HTTP 503 errors from Cloud Run app in one GCP projects but not the other

Question

The issue

I am using the same container (similar resources) on 2 projects -- production and staging. Both have custom domains setup with cloud flare DNS and are on the same region. Container build is done in a completely different project and IAM is used to handle the access to these containers. Both project services have 80 concurrency and 300 seconds time out for all 5 services.
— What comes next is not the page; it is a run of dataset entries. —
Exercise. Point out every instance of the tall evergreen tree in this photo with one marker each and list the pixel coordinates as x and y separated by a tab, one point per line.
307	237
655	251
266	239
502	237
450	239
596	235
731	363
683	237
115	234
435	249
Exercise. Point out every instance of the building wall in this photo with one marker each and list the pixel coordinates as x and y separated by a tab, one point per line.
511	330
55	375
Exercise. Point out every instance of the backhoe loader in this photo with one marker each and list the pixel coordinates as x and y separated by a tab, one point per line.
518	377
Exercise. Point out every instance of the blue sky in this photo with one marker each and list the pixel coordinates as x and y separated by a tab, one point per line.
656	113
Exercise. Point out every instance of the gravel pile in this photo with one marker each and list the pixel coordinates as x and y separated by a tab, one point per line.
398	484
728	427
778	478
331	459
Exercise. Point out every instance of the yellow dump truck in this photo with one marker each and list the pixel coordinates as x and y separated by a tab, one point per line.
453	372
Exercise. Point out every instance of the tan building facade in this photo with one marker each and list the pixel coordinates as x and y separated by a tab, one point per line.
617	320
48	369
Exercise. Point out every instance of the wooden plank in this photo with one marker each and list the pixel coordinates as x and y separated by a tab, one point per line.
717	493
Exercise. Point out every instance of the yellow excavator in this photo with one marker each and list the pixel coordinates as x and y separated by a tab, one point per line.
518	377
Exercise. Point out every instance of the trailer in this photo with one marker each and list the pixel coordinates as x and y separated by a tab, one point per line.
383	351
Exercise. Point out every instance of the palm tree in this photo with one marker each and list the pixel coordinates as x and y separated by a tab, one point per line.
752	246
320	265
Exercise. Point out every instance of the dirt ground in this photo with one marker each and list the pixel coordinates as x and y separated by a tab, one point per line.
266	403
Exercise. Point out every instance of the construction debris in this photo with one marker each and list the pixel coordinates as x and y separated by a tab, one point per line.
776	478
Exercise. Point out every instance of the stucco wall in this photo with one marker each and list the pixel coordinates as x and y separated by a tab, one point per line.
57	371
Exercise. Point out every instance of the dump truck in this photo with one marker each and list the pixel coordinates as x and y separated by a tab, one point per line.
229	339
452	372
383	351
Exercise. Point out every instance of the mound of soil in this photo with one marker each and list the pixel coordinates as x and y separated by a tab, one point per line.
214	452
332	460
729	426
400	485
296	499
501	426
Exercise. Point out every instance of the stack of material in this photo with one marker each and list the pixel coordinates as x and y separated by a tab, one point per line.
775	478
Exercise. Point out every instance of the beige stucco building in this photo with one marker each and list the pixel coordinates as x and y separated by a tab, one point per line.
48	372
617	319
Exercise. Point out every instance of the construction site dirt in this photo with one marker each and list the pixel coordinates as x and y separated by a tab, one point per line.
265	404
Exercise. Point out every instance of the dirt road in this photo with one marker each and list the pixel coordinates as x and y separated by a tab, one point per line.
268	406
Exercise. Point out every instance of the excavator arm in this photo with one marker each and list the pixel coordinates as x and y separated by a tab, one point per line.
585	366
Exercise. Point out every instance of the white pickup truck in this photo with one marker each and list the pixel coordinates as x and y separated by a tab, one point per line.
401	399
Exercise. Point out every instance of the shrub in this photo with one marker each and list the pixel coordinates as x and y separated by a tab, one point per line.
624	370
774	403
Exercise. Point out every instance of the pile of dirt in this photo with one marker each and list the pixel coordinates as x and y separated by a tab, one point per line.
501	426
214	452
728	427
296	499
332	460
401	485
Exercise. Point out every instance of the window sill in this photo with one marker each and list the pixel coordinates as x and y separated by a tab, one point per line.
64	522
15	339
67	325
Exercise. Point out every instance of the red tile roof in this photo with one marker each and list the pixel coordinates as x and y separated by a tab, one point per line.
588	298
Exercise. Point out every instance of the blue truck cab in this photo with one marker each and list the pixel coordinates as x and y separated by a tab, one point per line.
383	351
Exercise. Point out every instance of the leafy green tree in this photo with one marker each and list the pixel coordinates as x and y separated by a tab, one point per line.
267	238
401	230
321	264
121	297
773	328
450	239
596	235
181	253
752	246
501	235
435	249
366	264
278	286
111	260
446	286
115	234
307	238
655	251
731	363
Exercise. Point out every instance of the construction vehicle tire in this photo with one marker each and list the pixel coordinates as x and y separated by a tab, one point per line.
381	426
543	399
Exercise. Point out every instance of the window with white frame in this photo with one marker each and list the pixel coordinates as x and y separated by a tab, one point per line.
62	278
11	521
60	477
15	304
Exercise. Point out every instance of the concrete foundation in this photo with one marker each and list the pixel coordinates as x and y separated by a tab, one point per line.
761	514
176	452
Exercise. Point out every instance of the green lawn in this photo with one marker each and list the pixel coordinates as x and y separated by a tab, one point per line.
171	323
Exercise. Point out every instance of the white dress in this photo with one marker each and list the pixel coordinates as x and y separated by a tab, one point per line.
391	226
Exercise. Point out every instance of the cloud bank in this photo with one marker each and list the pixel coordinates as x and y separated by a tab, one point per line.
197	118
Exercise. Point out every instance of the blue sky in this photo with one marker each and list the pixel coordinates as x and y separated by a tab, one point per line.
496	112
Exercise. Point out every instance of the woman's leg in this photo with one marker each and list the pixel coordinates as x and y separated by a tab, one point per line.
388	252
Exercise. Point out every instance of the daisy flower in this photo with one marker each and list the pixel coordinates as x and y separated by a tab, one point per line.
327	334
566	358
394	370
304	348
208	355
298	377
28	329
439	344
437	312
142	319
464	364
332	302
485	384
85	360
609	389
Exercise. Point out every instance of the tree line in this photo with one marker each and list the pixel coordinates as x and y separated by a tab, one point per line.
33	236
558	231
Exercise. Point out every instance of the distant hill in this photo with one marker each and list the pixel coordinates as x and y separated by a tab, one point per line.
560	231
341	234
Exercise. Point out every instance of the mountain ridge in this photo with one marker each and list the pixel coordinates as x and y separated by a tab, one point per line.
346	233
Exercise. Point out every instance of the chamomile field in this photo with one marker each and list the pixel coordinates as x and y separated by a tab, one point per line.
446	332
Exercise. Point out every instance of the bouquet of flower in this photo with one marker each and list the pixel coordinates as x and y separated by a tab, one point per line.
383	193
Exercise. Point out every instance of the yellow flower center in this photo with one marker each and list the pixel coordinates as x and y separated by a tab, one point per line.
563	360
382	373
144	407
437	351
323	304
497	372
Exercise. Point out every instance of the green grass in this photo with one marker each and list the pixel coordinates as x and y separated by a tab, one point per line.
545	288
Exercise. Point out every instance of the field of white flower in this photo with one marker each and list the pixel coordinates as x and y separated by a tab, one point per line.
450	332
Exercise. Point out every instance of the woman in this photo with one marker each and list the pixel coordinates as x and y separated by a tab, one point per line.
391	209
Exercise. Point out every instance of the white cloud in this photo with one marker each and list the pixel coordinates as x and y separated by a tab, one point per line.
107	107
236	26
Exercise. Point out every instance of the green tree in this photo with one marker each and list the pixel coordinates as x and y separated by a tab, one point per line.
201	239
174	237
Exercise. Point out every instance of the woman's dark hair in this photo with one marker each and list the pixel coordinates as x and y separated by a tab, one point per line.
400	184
All was working good 3 days back but from yesterday almost all cloud run services on staging (thankfully) started throwing 503 randomly and for most requests. Some services were not even deployed for a week. The same containers are running fine on production project, no issues.

Ruled out causes

anything to do with Cloudflare (I tried the URL cloud run gives it has the issue of 503)
anything with build or containers (I tried the demo hello world container with go - it has the issue too)
Resources: I tried giving it 1 GB ram and 2 cpus but the problem persisted
issues on deployment (deploy multiple branches - didn't work)
issue in code (just routed traffic to old 2-3 days old revision but still issue was there)
Issue on service level ( I used the same container to create a completely new service, it also had the issue)

Possible causes

something on cloud run or cloud run load balancer
may some env vars but that also doesn't seem to be the issue

Response Codes

I just ran a quick check with vegeta (30 secs with 10 rps) same container on staging and production for a static file path and below are the responses:

Staging

Production

If anyone has any insights on this it would help greatly.
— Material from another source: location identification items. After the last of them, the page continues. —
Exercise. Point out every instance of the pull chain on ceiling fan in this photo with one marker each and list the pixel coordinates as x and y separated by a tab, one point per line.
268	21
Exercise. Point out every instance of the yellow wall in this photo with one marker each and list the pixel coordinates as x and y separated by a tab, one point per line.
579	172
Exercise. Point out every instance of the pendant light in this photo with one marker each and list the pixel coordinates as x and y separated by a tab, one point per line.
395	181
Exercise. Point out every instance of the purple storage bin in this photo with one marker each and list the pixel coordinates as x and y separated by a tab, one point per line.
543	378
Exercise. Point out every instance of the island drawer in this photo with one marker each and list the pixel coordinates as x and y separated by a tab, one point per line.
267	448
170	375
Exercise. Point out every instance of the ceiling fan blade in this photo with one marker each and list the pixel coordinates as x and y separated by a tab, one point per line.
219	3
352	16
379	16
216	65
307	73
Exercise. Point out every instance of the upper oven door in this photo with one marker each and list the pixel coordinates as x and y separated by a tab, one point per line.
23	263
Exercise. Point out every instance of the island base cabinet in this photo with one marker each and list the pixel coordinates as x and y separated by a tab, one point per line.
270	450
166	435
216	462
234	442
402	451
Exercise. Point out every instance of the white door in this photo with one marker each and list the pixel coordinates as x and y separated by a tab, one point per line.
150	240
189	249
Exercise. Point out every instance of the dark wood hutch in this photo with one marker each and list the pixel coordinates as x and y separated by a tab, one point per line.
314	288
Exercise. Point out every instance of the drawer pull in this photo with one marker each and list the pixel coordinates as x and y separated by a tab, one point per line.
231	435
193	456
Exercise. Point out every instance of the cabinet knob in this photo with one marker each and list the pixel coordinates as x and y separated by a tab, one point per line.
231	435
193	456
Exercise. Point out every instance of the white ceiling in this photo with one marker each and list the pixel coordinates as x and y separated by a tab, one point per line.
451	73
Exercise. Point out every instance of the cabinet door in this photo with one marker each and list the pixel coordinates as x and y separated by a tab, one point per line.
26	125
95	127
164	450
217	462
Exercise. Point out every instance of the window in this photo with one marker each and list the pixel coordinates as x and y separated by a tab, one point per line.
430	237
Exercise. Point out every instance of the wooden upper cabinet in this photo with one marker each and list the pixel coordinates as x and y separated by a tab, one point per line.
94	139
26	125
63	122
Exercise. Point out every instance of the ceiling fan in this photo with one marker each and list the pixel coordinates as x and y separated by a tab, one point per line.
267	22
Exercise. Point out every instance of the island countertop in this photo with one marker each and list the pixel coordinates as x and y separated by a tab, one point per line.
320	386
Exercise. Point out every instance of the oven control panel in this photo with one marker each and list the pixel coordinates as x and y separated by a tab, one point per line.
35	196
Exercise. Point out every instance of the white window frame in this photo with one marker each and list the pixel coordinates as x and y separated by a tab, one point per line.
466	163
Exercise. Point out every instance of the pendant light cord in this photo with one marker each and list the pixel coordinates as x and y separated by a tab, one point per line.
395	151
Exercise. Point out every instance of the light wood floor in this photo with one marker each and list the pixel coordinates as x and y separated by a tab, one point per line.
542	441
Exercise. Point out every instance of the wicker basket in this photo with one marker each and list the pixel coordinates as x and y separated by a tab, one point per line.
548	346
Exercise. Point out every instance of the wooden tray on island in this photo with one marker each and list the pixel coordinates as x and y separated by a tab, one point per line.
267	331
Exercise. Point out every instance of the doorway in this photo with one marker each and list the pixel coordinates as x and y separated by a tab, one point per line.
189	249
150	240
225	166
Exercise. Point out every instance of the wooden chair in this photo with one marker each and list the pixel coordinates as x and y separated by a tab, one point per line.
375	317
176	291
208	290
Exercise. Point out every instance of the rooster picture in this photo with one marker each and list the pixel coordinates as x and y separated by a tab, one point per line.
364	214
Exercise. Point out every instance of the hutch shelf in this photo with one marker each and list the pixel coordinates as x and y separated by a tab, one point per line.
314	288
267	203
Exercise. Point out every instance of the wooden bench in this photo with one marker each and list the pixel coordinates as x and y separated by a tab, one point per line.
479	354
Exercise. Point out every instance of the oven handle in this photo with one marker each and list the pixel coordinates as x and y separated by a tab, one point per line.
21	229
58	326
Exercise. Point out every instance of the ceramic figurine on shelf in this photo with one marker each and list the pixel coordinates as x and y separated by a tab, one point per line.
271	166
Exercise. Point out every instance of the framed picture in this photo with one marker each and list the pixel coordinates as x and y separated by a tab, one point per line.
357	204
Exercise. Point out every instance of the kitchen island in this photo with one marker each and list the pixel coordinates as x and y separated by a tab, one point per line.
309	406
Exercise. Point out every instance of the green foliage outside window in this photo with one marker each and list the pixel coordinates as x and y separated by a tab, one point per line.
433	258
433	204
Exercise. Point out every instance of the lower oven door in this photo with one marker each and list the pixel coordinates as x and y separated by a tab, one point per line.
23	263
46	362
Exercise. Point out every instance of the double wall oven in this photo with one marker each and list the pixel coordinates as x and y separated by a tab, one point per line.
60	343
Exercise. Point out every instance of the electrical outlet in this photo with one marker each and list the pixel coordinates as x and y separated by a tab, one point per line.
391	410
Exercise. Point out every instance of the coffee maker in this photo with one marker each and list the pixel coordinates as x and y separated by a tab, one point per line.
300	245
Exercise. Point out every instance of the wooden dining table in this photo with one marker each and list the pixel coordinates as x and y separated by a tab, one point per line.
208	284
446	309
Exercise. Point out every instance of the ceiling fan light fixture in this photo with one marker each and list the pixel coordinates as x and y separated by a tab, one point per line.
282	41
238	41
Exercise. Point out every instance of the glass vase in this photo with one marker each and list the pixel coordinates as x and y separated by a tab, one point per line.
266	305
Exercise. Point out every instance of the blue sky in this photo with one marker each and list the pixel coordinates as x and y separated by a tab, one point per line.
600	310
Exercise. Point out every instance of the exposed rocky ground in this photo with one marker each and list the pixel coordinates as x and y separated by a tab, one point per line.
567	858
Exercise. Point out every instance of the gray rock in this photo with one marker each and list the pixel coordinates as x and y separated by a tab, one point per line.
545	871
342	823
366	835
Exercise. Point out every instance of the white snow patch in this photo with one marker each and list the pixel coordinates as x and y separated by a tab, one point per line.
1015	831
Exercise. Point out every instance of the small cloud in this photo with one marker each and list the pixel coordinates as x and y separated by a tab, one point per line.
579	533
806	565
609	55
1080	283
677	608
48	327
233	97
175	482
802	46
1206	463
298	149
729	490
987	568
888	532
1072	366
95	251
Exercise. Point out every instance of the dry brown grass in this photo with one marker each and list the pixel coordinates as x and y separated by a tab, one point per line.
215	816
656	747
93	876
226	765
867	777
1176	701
Ahmet Alp Balkan Ahmet Alp Balkan · Accepted Answer · 2020-07-15T01:34:11

Based on your explanation, I cannot understand what's going on. You explained what doesn't work but didn't point out what works (does your app run locally? are you able to run a hello world sample application?)
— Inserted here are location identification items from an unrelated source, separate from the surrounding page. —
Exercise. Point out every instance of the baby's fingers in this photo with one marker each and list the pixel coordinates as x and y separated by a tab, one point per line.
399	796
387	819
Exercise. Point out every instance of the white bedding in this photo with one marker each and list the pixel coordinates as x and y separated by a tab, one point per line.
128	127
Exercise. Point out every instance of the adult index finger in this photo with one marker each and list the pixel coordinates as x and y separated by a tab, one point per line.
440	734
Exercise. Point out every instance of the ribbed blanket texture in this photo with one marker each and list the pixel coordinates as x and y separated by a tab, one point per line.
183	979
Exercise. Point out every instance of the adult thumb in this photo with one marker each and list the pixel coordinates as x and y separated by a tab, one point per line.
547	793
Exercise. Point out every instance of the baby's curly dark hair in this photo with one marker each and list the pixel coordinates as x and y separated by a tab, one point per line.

So I'll recommend some debugging tips.

If you're getting a HTTP 5xx status code, first, check your application's logs. Is it printing ANY logs? Is there logs of a request? Does your application have and deployed with "verbose" logging setting?
Try hitting your *.run.app domain directly. If it's not working, then it's not a domain or dns or cloudflare issue. Try debugging and/or redeploying your app. Deploy something that works first. If *.run.app domain works, then the issue is not in Cloud Run.
Make sure you aren't using Cloudflare in proxy mode (e.g. your DNS points to Cloud Run; not Cloudflare) as there's a known issue about certificate issuance/renewals when domains are behind Cloudflare, right now.

Beyond these, if a redeploy seems to solve your problem, maybe try redeploying. It could be very likely some configuration recently became different two different projects.